Sadat Mansoor Naderi, 36, is an Afghan entrepreneur bidding heavily on this sector. “The saying goes that you invest in mining so that your grandchildren can reap the benefits,” Naderi said during a conversation in his office in the industrial northern edge of Kabul, a sleek, modern suite with floor-to-ceiling windows and a stunning view of the surrounding mountains. “We have all intentions of being a long-term partner here in Afghanistan.”
The international consortium that he is part of already owns a gold mine and recently won two more tenders, for more gold and for copper. “We expect to invest more than $1 billion in our copper mine alone,” said Naderi, who in December was awarded the Peace Through Commerce award by the U.S. International Trade Administration.
His conglomerate, SMN Investments, has been a pioneer in a number of other sectors too -- for example, single-handedly creating the Afghan insurance industry. “We’ve done over $24 billion of risk here,” he said, “where five years ago people thought that insurance would never work in Afghanistan.” Naderi, who comes from a prominent Afghan family and whose office walls are plastered with photos of himself and relatives alongside the likes of President Hamid Karzai and the late Northern Alliance leader Ahmad Shah Massoud, is also the owner of Finest, Afghanistan’s first high-end supermarket chain.
Naderi now plans to open 10 new grocery stores called Finest Express. Unlike the original-brand stores, a favorite destination for expats, these will cater to the middle- to lower-segment of the market, which is the largest in a country with a GDP per capita of only $528 in 2011.
For all this widespread optimism, there is at least one group of Afghan businesspeople who are not so keen on the future and are indeed planning their exit. They are those who still work closely with the international community and on military contracts.
“Business is not good now, it’s been down at least 60 percent since the news that ISAF would pull out of Afghanistan,” said Najibullah Khushbin, CEO and president of the Najibullah Khushbin Construction and Road Bulding Company. “My plan is to keep a small branch here, about 10 to 20 percent of what we have today, and look for new opportunities in the United Arab Emirates or maybe the U.S.”
There are, indeed, signs that the boom may die off when the international forces leave. Even the dazzling Serena Hotel, for instance, has experienced a decrease in occupancy since last year -- though only in the range of 1 percent to 2 percent, and there is still a waiting list to join the gym.
Few would argue that Afghanistan is at a crossroads right now, a historical turning point which could mark the beginning of a virtuous cycle of peace and prosperity, as local businessmen hope, or of a vicious cycle of instability and economic collapse, as many foreigners fear.
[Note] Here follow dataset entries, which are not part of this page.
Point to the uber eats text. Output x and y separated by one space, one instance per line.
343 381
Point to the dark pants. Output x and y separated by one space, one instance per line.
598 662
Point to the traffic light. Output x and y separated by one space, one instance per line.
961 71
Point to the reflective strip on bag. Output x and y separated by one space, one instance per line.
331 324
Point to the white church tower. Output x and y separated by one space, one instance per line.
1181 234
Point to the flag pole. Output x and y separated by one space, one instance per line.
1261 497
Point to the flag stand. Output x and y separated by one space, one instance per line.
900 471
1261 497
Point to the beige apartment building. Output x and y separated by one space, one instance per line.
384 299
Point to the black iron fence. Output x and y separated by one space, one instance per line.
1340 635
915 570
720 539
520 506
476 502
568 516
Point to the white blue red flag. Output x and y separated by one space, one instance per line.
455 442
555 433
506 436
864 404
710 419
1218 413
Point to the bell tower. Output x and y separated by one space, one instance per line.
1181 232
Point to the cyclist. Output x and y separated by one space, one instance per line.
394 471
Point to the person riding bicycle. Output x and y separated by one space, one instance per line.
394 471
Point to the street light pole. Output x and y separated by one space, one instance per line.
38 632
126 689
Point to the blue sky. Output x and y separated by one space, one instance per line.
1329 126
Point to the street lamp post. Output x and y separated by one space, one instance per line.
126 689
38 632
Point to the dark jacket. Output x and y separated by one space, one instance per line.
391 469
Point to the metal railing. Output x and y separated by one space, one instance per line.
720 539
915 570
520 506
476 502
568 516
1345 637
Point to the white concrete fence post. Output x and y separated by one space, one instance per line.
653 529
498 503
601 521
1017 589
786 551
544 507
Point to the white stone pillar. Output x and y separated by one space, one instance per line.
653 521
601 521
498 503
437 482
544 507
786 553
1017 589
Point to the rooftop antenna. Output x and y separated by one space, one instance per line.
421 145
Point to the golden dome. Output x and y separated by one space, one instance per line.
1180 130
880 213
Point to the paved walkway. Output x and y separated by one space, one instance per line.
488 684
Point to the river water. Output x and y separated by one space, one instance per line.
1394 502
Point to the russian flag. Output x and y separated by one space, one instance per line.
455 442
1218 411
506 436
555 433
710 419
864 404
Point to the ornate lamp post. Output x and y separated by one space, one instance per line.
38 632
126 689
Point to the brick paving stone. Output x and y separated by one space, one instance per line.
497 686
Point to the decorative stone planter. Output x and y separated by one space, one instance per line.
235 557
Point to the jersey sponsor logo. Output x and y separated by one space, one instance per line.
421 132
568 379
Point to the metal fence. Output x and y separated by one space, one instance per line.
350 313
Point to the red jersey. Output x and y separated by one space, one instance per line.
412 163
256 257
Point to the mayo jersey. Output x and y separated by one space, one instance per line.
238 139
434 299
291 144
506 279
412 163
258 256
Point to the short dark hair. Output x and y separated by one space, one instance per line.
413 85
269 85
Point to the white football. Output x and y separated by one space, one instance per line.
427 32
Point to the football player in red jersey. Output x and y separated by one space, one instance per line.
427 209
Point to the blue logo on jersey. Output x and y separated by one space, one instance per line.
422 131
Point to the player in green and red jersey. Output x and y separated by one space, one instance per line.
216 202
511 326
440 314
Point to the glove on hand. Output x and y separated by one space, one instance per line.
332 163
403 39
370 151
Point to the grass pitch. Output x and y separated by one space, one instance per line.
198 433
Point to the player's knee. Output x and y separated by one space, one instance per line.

Conditions seem ripe for both outcomes, but the real deciding factor between the two may not be security. Corruption, according to entrepreneurs in Kabul, is the biggest barrier to doing business here and, therefore, to a self-sustaining Afghanistan. According to recent estimates by the Independent Joint Anti-Corruption Monitoring and Evaluation Committee (MEC), an anti-corruption watchdog here, every year corruption costs Afghanistan approximately $3 billion.
But thanks in part to the last decade, which has brought great upheaval in Afghanistan but also enormous change, people like Fahim Hashimi and Sadat Naderi now have a say on which direction their country will take. They may not find it easy to follow through on their pledge to stay and ride out whatever ups and downs await them. But they believe in Afghanistan, and they are as enthusiastic about their country as they are realistic.
“There is no doubt that businesses will be impacted by the transition,” said Naderi, the insurance, mining and supermarket magnate. “So we need to adapt, be flexible and change.”